Xavier Bertrand : Il y a eu avant tout une grande dignité de l’ensemble de la communauté éducative, les élèves, leurs parents, les enseignants bien sûr, les agents de la région, les personnels de direction, le proviseur a été à l’image de tous, très solide même s’il a bien sûr été très marqué. Après que le terroriste islamiste a assassiné Dominique Bernard, c’est vers le bureau du proviseur qu’il se dirigeait.
Je veux saluer le courage de ceux qui ont tout fait pour repousser l’assaillant et ont évité une tragédie plus importante encore, permettant aux forces de l’ordre d’intervenir en quelques minutes, de neutraliser le terroriste. Bien sûr, le choc est immense, pour la communauté éducative, comme pour toute la région et la Nation. Il y a aussi beaucoup de questions et d’inquiétude. Après Samuel Paty, l’école, symbole de la République, est une cible et cela, naturellement, angoisse.
Le Crif : L’angoisse et l’inquiétude appellent de nouvelles mesures, dans divers domaines, visant à renforcer la sécurité et la lutte contre le terrorisme. En ce domaine, on entend beaucoup de choses, notamment ce qui aurait dû ou pu être empêché ; quel est votre point de vue et votre principale proposition ?
Xavier Bertrand : Renforcer la sécurité est toujours une priorité, pour les lycées, les collèges, les écoles et au-delà. Nous savons tous et toutes qu’en matière de terrorisme nous ne pouvons jamais, en France comme ailleurs, atteindre un risque zéro. Renforcer la sécurité de nos concitoyens c’est, à mes yeux, déjà se débarrasser des dangereux.
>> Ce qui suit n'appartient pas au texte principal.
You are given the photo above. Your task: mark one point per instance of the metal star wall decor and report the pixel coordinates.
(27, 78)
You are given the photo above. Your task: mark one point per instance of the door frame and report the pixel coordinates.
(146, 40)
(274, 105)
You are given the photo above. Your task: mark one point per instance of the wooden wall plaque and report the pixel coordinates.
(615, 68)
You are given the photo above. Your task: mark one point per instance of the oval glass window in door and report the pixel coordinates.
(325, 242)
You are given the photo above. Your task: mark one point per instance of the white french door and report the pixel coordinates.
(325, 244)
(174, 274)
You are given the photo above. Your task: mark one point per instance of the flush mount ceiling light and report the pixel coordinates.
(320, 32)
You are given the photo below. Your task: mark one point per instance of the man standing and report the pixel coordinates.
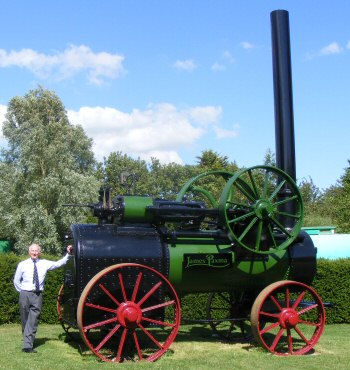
(29, 282)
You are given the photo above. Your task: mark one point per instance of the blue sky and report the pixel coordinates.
(172, 78)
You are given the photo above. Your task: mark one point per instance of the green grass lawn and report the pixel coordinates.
(194, 348)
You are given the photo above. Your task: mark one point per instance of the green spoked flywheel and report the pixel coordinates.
(262, 209)
(204, 187)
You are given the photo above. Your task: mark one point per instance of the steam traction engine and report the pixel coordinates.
(244, 246)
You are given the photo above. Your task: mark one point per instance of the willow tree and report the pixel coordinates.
(48, 162)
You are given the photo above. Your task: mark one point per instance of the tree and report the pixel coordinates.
(48, 162)
(312, 197)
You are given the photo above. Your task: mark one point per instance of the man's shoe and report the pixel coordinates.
(28, 350)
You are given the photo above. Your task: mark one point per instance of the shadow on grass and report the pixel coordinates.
(186, 333)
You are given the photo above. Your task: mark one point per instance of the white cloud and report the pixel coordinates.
(159, 131)
(333, 48)
(187, 65)
(222, 133)
(73, 60)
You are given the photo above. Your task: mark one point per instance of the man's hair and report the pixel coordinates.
(35, 245)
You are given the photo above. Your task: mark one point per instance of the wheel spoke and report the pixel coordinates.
(290, 341)
(109, 294)
(280, 226)
(298, 300)
(266, 184)
(158, 322)
(306, 309)
(122, 286)
(160, 305)
(245, 189)
(287, 297)
(310, 323)
(269, 314)
(276, 191)
(147, 295)
(239, 204)
(137, 344)
(302, 336)
(277, 339)
(258, 235)
(272, 236)
(256, 191)
(274, 300)
(288, 334)
(270, 327)
(283, 201)
(248, 228)
(101, 323)
(291, 215)
(98, 307)
(150, 336)
(240, 218)
(107, 337)
(136, 287)
(114, 337)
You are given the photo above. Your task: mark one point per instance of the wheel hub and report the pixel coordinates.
(289, 318)
(263, 208)
(129, 314)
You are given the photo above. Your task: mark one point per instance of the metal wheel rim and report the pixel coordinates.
(59, 308)
(128, 319)
(257, 227)
(287, 326)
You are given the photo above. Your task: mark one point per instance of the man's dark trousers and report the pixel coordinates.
(30, 304)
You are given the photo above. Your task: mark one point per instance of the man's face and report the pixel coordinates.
(34, 252)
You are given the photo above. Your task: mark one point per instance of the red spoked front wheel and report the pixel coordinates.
(288, 318)
(128, 312)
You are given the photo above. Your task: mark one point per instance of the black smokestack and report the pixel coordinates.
(283, 95)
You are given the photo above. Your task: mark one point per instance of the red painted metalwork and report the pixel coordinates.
(288, 318)
(128, 322)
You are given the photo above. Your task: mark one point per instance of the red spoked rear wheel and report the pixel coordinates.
(128, 312)
(288, 318)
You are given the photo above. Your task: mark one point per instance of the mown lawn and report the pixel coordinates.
(194, 348)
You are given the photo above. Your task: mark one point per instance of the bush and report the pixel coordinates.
(332, 283)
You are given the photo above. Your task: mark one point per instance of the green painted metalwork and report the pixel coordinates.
(192, 186)
(262, 209)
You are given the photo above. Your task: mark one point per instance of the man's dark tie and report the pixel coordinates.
(36, 277)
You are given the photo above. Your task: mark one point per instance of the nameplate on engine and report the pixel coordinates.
(211, 260)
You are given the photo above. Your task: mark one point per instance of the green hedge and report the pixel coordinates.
(332, 283)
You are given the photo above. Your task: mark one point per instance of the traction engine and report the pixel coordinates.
(236, 236)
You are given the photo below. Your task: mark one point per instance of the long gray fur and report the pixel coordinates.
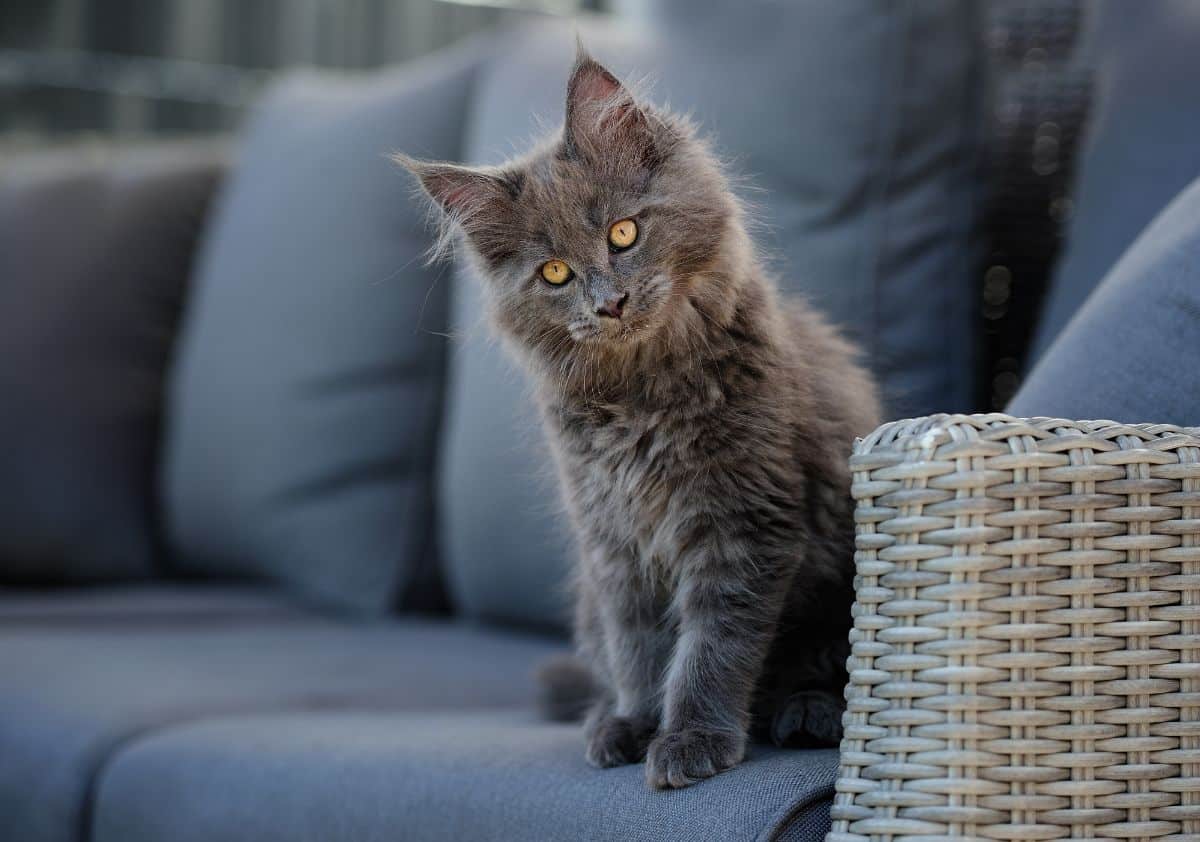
(701, 438)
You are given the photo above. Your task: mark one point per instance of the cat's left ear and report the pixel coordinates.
(604, 119)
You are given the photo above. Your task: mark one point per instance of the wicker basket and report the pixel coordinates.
(1026, 644)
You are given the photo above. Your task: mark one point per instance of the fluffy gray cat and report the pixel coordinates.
(700, 427)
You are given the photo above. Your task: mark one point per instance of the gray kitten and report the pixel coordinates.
(700, 428)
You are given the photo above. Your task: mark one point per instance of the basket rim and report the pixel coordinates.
(930, 431)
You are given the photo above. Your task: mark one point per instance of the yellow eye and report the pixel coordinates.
(623, 234)
(556, 272)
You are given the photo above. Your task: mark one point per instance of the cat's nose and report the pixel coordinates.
(613, 306)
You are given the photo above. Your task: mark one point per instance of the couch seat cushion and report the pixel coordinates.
(71, 696)
(149, 603)
(493, 775)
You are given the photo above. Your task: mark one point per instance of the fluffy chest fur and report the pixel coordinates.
(696, 451)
Les mesures de sécurisation des lieux sont importantes, et nous y travaillons intensément au niveau de la région avec les services de l’État, mais le vrai sujet concerne aussi ceux qui sont radicalisés et qui, pour certains sont de nationalité étrangère : lorsqu’ils présentent un danger pour l’ordre public, ils doivent être expulsés et, en attendant la mise en œuvre effective de l’ordre de quitter le territoire français (OQTF), ils doivent être placés en centre de rétention pour une durée plus importante que ce qu’autorise aujourd’hui la loi. Ceci est une partie de la réponse, elle ne règlera pas tout naturellement mais c’est une partie importante.
Le Crif : Cela nécessite donc une convergence des parlementaires sur une série de mesures relatives à la lutte contre l’immigration irrégulière mais aussi des changements de dispositions (légales et réglementaires) concernant l’immigration régulière en France ?
Xavier Bertrand : La proposition que j’ai formulée, qui a été reprise par le ministre de l’Intérieur, vise aussi à soutenir le travail très important consistant à identifier ceux qui représentent un danger pour l’ordre public et on a besoin de faire évoluer la loi en matière d’immigration et, sur ce point précis, il y a forcément des convergences.
Le Crif : Tout le monde, à Les Républicains (LR) en particulier, avant les événements tragiques qui ont eu lieu en Israël, en France et en Belgique, n’avait pas ce souhait de convergence…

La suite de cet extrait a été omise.